18) Realising (Realizing):
Realising pertains to the acknowledgment and understanding of concepts or implications, particularly in research. In cancer studies, realising the role of EphA2 in tumor biology can drive the development of new therapies tailored for malignancies like glioblastoma. Such realizations are key to translating research findings into clinical applications.
19) Activity:
Activity in this context likely relates to the biological functions or signaling pathways involved in cancer development and progression. Understanding cellular activities, specifically how receptors like EphA2 interact and promote aggressiveness in tumors, is crucial for developing targeted therapeutic strategies that can disrupt these harmful processes.
20) Surface:
Surface often refers to the external aspect of cells, particularly regarding receptors like EphA2 that reside on cell membranes. The interactions occurring at this surface, such as ephrin binding, play essential roles in signal transduction, influencing cancer cell behavior and angiogenesis, thus becoming targets for therapeutic development.
21) Table:
Table may refer to data presentation or relationships among different entities in research. In scientific studies on glioblastoma, tables can summarize findings about receptor expressions, patient outcomes, and treatment efficacies.

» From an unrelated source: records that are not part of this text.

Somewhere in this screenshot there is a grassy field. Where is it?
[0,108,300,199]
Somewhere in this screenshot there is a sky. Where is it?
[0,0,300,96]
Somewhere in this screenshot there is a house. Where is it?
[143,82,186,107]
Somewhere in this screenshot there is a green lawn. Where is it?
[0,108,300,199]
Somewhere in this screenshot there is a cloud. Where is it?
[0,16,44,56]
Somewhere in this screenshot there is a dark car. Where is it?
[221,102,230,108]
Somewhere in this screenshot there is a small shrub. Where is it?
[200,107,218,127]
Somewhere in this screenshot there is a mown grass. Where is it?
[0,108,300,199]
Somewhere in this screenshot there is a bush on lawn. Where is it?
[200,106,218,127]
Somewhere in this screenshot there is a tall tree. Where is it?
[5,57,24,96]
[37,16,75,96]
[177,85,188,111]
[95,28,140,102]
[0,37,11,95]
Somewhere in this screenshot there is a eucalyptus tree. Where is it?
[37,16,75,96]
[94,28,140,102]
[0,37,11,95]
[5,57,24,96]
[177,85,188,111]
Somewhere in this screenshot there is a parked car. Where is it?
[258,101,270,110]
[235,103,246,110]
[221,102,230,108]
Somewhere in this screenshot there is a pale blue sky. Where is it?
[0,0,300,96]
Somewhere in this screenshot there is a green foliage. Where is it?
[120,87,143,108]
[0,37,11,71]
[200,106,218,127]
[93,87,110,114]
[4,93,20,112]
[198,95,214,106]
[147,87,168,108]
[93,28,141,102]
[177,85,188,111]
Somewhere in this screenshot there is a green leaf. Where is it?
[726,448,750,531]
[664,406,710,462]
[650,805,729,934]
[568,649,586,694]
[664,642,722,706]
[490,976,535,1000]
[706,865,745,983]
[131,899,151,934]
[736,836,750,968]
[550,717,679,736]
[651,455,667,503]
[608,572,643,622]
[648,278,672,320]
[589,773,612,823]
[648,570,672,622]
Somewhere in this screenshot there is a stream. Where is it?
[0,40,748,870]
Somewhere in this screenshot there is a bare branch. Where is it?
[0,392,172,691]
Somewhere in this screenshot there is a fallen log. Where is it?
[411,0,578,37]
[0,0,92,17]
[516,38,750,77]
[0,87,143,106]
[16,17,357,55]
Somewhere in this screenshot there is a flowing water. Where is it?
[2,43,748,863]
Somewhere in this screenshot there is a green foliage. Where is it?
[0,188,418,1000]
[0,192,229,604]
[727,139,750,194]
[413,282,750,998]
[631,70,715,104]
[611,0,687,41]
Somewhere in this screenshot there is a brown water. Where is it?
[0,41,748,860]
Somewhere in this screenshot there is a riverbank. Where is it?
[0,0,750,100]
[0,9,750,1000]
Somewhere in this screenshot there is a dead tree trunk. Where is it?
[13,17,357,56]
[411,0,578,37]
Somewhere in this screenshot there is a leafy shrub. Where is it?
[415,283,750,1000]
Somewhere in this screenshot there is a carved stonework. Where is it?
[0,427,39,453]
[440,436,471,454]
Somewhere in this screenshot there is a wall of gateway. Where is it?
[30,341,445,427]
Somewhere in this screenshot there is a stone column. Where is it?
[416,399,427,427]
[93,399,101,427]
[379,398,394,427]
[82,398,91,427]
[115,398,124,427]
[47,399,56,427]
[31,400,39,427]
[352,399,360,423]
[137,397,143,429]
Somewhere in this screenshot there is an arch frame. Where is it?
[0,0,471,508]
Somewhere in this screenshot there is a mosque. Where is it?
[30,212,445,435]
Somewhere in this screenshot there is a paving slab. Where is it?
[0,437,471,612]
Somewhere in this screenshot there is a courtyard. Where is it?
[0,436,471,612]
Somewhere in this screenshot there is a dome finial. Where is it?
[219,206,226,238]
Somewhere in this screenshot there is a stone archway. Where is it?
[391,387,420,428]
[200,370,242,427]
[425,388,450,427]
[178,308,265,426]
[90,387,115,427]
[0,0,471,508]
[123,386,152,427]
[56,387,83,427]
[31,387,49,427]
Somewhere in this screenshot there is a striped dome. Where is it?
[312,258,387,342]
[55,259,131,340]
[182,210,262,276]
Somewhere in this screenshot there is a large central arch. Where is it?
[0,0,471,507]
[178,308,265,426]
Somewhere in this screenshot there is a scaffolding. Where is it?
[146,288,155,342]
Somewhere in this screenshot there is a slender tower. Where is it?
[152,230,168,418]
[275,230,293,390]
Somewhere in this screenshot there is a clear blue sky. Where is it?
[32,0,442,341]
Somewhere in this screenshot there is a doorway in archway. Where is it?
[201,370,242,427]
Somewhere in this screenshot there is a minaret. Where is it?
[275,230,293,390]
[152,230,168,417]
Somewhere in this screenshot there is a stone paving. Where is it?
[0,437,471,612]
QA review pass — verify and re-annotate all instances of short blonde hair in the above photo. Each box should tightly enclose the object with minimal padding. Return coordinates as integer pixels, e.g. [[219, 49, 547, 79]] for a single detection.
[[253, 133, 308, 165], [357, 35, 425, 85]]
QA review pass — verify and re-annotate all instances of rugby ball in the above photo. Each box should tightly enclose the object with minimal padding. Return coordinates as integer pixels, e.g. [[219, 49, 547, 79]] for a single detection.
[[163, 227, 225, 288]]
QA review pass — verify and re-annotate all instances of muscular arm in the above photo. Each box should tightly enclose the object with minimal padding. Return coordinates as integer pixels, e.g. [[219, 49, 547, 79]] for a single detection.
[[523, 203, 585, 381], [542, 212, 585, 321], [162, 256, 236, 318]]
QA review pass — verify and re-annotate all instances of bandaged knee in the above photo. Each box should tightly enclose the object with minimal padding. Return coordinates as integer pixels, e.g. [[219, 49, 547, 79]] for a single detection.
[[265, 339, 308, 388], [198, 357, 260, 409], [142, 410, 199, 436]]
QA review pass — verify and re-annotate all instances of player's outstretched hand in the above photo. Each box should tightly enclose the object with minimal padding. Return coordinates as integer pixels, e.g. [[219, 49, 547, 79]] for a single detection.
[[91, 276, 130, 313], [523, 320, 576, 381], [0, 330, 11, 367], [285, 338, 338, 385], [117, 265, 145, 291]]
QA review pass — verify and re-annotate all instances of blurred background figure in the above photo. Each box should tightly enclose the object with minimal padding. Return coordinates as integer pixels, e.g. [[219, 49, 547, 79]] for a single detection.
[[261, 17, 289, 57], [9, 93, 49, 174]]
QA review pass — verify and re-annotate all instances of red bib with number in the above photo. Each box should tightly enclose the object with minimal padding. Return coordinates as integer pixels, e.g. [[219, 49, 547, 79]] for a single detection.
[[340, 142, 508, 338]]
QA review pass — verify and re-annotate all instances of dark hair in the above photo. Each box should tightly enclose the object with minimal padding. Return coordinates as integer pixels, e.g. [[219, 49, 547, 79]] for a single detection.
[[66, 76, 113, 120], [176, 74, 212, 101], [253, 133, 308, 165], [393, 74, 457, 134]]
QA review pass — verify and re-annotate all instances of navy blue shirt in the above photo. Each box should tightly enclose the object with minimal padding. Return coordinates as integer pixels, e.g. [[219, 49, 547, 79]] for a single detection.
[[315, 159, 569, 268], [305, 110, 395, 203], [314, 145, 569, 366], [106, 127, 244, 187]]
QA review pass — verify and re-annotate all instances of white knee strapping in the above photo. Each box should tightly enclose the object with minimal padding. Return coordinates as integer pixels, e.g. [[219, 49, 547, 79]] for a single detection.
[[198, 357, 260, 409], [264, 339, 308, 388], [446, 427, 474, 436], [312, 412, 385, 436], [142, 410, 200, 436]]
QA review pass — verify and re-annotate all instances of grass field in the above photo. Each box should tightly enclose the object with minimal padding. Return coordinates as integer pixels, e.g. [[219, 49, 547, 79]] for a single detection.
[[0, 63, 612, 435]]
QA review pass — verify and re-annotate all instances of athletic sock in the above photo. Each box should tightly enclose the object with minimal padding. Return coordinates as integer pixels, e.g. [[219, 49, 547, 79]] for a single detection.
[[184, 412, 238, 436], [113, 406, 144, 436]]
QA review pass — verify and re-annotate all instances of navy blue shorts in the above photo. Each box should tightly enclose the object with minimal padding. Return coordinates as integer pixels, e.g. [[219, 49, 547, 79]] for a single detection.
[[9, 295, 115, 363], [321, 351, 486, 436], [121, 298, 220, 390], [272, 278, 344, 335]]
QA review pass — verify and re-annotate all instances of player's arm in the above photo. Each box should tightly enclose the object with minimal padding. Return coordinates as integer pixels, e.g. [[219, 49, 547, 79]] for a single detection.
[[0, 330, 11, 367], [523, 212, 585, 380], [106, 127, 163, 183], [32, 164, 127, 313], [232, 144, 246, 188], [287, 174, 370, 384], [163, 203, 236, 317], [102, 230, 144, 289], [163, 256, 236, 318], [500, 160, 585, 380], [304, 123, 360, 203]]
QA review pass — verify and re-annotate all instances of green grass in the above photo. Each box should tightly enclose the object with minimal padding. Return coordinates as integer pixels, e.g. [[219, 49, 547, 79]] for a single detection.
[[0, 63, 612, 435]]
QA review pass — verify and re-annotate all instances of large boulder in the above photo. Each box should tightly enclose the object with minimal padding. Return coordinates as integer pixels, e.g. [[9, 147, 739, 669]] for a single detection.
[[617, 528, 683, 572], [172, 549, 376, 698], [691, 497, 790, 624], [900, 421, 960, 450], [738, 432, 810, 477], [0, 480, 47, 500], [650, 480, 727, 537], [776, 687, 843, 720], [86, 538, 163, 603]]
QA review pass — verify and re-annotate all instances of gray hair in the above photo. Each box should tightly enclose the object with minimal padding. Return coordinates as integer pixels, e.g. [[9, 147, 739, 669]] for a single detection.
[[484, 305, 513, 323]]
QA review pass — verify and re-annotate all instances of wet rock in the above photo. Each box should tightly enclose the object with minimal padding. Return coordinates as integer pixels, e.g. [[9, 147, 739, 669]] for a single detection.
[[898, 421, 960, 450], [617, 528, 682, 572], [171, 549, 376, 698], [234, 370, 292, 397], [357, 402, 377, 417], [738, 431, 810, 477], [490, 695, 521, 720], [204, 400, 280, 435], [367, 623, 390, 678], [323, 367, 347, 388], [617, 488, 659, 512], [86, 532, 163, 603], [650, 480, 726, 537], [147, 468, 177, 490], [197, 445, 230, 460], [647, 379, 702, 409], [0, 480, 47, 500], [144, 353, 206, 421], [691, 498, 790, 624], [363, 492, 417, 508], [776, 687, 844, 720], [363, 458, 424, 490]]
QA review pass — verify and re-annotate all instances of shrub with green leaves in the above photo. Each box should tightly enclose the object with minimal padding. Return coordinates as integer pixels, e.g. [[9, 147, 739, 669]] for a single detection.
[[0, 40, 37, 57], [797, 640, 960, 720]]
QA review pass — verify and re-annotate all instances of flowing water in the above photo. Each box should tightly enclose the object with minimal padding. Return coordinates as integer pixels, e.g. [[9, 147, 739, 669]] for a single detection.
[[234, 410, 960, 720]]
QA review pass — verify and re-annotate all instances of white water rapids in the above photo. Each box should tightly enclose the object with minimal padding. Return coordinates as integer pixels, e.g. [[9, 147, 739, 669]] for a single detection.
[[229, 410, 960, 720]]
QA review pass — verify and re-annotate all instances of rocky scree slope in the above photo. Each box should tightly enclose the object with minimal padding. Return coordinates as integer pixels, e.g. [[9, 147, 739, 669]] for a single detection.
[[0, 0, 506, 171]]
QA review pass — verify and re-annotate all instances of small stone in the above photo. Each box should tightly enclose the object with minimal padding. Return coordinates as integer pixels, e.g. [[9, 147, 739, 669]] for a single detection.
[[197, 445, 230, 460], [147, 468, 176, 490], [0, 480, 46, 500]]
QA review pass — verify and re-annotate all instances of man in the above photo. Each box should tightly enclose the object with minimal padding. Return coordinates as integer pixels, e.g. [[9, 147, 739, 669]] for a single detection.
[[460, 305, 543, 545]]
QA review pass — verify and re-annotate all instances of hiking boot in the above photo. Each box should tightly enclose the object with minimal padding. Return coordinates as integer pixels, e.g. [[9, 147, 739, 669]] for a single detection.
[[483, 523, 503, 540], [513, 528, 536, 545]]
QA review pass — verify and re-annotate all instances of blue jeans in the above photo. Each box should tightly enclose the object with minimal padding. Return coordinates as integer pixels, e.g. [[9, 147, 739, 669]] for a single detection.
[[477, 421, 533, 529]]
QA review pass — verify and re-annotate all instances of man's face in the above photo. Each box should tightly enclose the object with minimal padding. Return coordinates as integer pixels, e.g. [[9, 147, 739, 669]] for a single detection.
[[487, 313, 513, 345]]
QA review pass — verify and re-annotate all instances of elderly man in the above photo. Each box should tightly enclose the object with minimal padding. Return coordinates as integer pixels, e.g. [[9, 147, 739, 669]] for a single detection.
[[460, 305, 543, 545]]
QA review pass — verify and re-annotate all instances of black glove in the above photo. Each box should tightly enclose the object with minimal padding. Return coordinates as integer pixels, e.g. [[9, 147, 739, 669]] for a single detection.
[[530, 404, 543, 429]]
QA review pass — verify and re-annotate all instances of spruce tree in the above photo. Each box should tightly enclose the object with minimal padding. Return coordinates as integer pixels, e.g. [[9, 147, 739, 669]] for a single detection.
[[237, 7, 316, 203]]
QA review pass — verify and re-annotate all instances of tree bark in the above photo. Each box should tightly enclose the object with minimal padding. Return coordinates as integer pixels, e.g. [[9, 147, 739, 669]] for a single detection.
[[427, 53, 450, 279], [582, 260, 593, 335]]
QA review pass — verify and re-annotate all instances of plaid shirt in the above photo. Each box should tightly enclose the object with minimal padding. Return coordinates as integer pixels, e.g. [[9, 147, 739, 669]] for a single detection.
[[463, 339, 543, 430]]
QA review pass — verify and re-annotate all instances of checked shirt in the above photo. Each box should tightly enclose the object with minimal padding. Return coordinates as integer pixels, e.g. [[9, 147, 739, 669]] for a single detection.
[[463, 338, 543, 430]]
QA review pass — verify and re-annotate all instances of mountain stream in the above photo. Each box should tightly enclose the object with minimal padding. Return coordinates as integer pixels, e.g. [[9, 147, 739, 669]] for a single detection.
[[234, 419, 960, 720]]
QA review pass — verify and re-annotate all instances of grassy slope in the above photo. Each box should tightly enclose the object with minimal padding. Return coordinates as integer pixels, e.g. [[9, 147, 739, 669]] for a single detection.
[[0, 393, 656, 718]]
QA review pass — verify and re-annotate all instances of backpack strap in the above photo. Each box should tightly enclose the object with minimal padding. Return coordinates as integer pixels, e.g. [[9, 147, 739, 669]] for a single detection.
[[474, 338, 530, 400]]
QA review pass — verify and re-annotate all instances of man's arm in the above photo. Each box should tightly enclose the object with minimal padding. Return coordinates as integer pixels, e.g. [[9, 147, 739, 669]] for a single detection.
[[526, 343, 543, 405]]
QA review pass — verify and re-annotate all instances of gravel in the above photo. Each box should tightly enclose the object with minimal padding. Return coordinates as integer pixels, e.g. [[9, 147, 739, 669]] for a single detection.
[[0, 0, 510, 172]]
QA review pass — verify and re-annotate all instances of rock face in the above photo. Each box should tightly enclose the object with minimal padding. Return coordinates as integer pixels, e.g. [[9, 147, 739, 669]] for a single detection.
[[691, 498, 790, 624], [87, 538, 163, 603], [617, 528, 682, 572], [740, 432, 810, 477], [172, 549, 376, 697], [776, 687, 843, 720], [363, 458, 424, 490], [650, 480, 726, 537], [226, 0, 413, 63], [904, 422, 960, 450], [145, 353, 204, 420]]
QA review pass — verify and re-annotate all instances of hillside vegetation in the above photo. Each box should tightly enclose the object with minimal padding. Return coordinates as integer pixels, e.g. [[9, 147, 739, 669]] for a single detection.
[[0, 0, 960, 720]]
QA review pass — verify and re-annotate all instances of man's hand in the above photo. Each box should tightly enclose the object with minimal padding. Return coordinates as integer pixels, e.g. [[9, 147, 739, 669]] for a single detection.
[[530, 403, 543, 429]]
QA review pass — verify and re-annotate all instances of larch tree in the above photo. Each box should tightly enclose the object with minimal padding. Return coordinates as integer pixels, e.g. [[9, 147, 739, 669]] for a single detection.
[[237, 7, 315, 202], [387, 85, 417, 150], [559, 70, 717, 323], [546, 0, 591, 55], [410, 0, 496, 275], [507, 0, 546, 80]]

Such organized information is critical for analyzing results, drawing conclusions, and guiding future research directions.
22) Field:
Field denotes a specific area of study or expertise such as cancer biology. The field of research surrounding EphA2 encompasses molecular signaling, cellular behavior in malignancies, and therapeutic targeting. Advancements in such fields contribute significantly to understanding complex diseases and developing novel interventions to combat cancer effectively.
23) Mara:
Mara could refer to an educational institution or organization, indicating a supportive role in advancing studies related to cancer. Institutions play an essential role in fostering research, facilitating collaborative projects, and providing resources that contribute to breakthroughs in understanding carcinogenic mechanisms and developing new therapeutic options.
24) Muda:
Muda might reference a particular educational or research initiative focused on addressing cancer challenges. Programs like this are essential in cultivating new experts in oncology research, promoting innovative studies that contribute to understanding diseases like glioblastoma and their associated pathways, ultimately aiding in treatment development and patient care.
25) Post:
Post usually refers to the academic or professional progression following specific milestones. In research, post-doctoral positions often facilitate extensive studies into specialized areas, such as glioblastoma research focusing on receptors like EphA2. These roles are important for advancing scientific knowledge and enhancing therapeutic strategies in oncology.
26) Drug:
Drug refers to pharmacological agents developed for therapeutic interventions. In the context of cancer, targeted drugs aim to interrupt specific pathways to inhibit tumor growth. Research into drugs that target receptors like EphA2 may enhance treatment efficacy for glioblastoma, delivering new hope to patients through improved therapeutic strategies.